От посадника Свет, сопровождаемый все тем же эскортом и под прикрытием все того же Буривоя Смирного, отправился в дом погибшего.
Увы, и здесь его ждало полное разочарование. Слуги Клюя Колотки были совершенно нормальными людьми, ни сном ни духом не ведавшими, кому могла понадобиться безвременная кончина их любезного хозяина, и очень скорбевшими по убитому — ауры их переполнялись черной тоской и обидой на судьбину.
Волшебные манипуляции постепенно брали свое: душа Света тоже стала переполняться. Только не тоской — привычным раздражением… Все понимающий Буривой Смирный, препровождая в кабинет погибшего хозяина очередную прислугу, бросал на соратника сочувственные взгляды. К сожалению, тут сыскник чародею Смороде помочь ничем не мог. Он, правда, предложил привезти шпаги и устроить небольшую разрядку, но Свет, вестимо, отказался. Фехтование в доме, где занавешены все зеркала — в том числе и волшебное, — не было бы кощунством разве лишь у поганых ордынцев.

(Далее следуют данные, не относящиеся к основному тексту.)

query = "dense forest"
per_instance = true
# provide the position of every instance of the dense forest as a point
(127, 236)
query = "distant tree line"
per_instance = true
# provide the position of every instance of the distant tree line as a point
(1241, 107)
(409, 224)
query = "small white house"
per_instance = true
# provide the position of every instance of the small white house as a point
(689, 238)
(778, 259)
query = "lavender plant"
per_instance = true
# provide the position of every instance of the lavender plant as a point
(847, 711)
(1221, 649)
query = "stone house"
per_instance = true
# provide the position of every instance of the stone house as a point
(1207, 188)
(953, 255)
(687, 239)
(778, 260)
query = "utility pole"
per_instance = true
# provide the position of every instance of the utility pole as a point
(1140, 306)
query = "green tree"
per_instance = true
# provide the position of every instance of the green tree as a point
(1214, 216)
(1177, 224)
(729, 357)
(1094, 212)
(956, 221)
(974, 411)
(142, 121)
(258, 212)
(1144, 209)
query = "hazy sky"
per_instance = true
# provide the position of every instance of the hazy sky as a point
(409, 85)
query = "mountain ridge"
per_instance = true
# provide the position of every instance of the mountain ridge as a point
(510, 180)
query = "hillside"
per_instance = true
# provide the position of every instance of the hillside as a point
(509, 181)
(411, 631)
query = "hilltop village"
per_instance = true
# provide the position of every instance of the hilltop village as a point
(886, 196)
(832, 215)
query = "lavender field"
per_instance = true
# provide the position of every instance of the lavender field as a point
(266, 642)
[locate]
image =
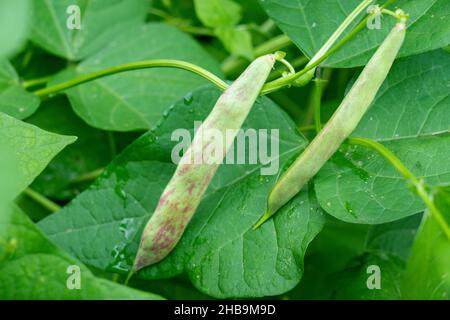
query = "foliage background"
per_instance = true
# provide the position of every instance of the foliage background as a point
(357, 212)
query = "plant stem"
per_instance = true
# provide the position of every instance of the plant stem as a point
(133, 66)
(43, 201)
(89, 176)
(233, 63)
(317, 97)
(286, 81)
(408, 175)
(301, 61)
(35, 82)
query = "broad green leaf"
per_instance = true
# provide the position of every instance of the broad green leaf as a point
(31, 267)
(237, 41)
(91, 151)
(386, 251)
(394, 238)
(355, 281)
(30, 149)
(219, 251)
(171, 289)
(310, 23)
(137, 99)
(14, 99)
(218, 13)
(411, 112)
(53, 24)
(428, 269)
(14, 25)
(330, 252)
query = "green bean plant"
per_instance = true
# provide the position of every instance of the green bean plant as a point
(94, 207)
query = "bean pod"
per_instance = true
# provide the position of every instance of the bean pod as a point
(341, 124)
(198, 165)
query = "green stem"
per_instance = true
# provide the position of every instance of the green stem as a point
(233, 63)
(299, 62)
(35, 82)
(43, 201)
(89, 176)
(133, 66)
(408, 175)
(317, 97)
(286, 81)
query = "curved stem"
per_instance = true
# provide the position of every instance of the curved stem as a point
(89, 176)
(317, 96)
(286, 81)
(43, 201)
(408, 175)
(234, 63)
(35, 82)
(133, 66)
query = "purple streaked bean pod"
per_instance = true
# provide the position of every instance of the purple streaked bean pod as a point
(341, 124)
(198, 165)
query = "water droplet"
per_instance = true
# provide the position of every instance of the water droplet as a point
(188, 99)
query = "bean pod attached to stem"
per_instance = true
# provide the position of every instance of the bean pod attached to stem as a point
(341, 124)
(198, 165)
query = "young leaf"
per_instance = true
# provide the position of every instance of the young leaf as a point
(31, 267)
(409, 113)
(219, 236)
(137, 100)
(14, 99)
(310, 23)
(29, 148)
(98, 24)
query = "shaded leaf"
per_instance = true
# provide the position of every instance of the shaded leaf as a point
(218, 13)
(220, 253)
(310, 23)
(91, 151)
(14, 15)
(29, 148)
(428, 270)
(99, 20)
(31, 267)
(14, 99)
(137, 99)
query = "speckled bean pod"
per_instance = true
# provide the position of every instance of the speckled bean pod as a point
(341, 124)
(184, 192)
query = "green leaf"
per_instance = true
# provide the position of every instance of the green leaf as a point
(14, 17)
(218, 13)
(31, 267)
(330, 252)
(91, 151)
(219, 251)
(100, 21)
(352, 283)
(137, 99)
(394, 238)
(387, 248)
(310, 23)
(410, 112)
(14, 99)
(29, 148)
(237, 41)
(428, 269)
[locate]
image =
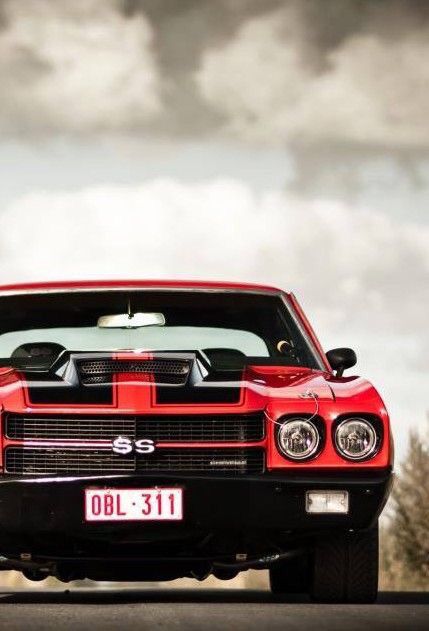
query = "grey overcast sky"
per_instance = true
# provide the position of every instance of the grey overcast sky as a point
(279, 141)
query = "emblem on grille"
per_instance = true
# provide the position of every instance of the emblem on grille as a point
(123, 445)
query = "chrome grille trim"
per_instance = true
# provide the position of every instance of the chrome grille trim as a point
(166, 428)
(84, 461)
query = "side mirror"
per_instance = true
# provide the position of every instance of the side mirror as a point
(340, 359)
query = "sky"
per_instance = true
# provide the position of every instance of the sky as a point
(282, 142)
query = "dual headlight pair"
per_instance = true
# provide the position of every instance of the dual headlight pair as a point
(354, 438)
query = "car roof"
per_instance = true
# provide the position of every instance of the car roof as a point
(76, 285)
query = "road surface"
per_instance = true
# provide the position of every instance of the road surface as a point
(220, 609)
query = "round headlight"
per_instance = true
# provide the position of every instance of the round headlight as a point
(356, 439)
(298, 438)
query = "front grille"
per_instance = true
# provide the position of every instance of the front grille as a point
(53, 461)
(209, 428)
(178, 428)
(169, 371)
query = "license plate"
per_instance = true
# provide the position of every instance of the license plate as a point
(154, 504)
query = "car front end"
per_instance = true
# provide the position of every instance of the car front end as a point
(151, 431)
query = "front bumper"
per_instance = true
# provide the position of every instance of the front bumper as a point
(48, 513)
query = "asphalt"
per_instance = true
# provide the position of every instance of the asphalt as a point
(220, 609)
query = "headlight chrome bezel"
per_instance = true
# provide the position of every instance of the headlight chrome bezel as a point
(374, 427)
(314, 424)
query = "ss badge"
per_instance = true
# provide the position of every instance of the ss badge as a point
(124, 445)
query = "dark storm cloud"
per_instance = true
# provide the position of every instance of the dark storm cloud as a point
(313, 71)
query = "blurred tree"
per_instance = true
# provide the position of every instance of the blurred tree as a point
(405, 541)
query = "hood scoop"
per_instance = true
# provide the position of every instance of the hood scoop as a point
(160, 368)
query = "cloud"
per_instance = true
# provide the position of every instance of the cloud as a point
(274, 83)
(336, 71)
(76, 66)
(355, 265)
(361, 276)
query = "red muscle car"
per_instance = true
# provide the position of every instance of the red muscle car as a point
(152, 430)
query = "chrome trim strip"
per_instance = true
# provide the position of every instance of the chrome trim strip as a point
(79, 290)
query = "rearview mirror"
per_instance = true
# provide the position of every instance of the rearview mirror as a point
(340, 359)
(130, 320)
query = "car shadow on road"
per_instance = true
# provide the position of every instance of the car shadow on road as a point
(123, 596)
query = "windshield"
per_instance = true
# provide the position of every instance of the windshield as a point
(252, 327)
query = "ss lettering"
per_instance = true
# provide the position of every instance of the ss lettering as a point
(124, 445)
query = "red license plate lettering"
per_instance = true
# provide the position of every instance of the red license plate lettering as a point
(163, 504)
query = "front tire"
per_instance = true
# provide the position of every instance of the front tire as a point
(346, 568)
(290, 576)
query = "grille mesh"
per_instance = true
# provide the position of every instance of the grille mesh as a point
(178, 428)
(174, 371)
(44, 461)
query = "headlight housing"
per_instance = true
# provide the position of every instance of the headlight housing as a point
(356, 439)
(298, 439)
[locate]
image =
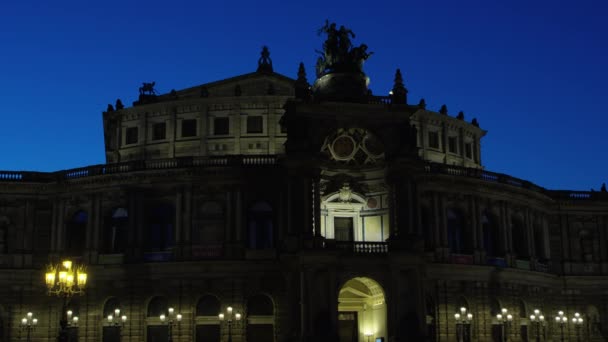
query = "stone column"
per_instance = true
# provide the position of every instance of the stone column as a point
(186, 250)
(437, 236)
(179, 201)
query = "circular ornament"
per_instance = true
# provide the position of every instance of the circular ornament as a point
(343, 147)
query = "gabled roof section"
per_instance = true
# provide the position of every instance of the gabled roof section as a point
(251, 84)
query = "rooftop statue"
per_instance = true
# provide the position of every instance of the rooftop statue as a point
(338, 53)
(264, 62)
(147, 89)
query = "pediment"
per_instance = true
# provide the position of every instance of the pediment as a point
(252, 84)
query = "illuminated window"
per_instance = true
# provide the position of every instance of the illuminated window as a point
(189, 128)
(159, 131)
(131, 135)
(221, 126)
(468, 150)
(433, 139)
(255, 124)
(452, 146)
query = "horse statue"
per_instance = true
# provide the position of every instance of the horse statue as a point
(147, 89)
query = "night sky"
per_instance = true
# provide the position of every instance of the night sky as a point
(535, 76)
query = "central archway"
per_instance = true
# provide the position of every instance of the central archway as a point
(361, 311)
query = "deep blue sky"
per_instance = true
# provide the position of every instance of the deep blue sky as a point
(534, 73)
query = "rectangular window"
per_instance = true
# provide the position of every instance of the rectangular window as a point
(452, 147)
(159, 131)
(221, 126)
(433, 139)
(255, 124)
(131, 135)
(468, 150)
(343, 228)
(188, 128)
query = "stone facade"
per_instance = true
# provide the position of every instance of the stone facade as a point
(315, 220)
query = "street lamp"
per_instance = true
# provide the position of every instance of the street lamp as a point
(228, 318)
(28, 324)
(117, 321)
(577, 320)
(463, 325)
(538, 320)
(170, 320)
(561, 320)
(504, 319)
(65, 280)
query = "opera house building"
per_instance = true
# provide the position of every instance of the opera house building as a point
(262, 208)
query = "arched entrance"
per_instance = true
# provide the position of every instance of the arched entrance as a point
(361, 311)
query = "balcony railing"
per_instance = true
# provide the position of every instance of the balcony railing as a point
(137, 165)
(358, 247)
(269, 160)
(506, 179)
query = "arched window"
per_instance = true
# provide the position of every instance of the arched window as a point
(260, 319)
(160, 235)
(76, 233)
(465, 331)
(427, 229)
(456, 233)
(157, 306)
(520, 239)
(208, 306)
(539, 242)
(209, 229)
(523, 327)
(497, 334)
(116, 231)
(431, 318)
(156, 331)
(207, 323)
(73, 310)
(462, 303)
(491, 235)
(111, 333)
(260, 226)
(4, 221)
(586, 245)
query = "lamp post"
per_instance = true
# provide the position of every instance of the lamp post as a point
(65, 280)
(116, 321)
(504, 319)
(28, 324)
(463, 325)
(228, 318)
(171, 319)
(538, 320)
(577, 320)
(561, 320)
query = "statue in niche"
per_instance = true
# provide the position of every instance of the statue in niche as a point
(147, 89)
(265, 63)
(204, 91)
(338, 53)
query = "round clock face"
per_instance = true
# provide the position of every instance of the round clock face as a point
(373, 145)
(343, 147)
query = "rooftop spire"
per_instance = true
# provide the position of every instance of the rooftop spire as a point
(265, 63)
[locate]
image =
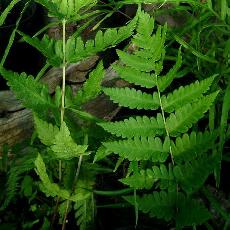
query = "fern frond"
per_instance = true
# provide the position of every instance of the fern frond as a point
(136, 127)
(183, 118)
(67, 9)
(136, 62)
(187, 94)
(189, 147)
(132, 98)
(147, 178)
(141, 148)
(50, 48)
(33, 95)
(134, 76)
(192, 175)
(15, 174)
(46, 186)
(145, 24)
(76, 50)
(64, 146)
(92, 86)
(165, 81)
(46, 131)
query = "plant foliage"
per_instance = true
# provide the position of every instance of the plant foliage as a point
(178, 157)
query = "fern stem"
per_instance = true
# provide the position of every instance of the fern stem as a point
(164, 120)
(63, 71)
(42, 71)
(66, 214)
(63, 85)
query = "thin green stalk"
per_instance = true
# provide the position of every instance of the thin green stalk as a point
(42, 71)
(113, 193)
(164, 120)
(12, 36)
(63, 70)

А потом в доме появились родители погибшего.
Свет узнал о них от Буривоя.
В общем-то, отец и мать Клюя вряд ли могли помочь следствию: как известно, планида любого волшебника — служить обществу, и от этого служения его ничто не должно отвлекать. В том числе, и сыновняя любовь. Тем паче, если ведомо, что всякая любовь может стать угрозой Таланту. А посему волшебники редко общаются со своей семьей… К тому же, старики Колотки наверняка убиты горем. Ведь дюжинным людям человеческие эмоции не возбраняются.
Одним словом, Свет решил с Клюевыми родителями не беседовать. И продолжал тратить время впустую, приступив к повторному опросу прислуги. Все тщетно — никто на противоречиях не попадался.
Чародей помаленьку сатанел. Наконец перед ним оказалась последняя служанка. Снова привычные вопросы, набившие оскомину ответы. Не ведаю, не заметила, не видела, да нешто бы я молчала, сударь колдун…
И тут на пороге комнаты появился Буривой Смирный:
— Мать Клюя Колотки хочет поговорить с вами, чародей. Пригласить?
Свет поморщился:
— Извините, сударыня! — И когда служанка покинула комнату, спросил Буривоя: — Кто она такая?
Буривой пожал раменами:
— Булочница. Живет в Парфино, недалеко от Старой Руссы. Сорок семь лет.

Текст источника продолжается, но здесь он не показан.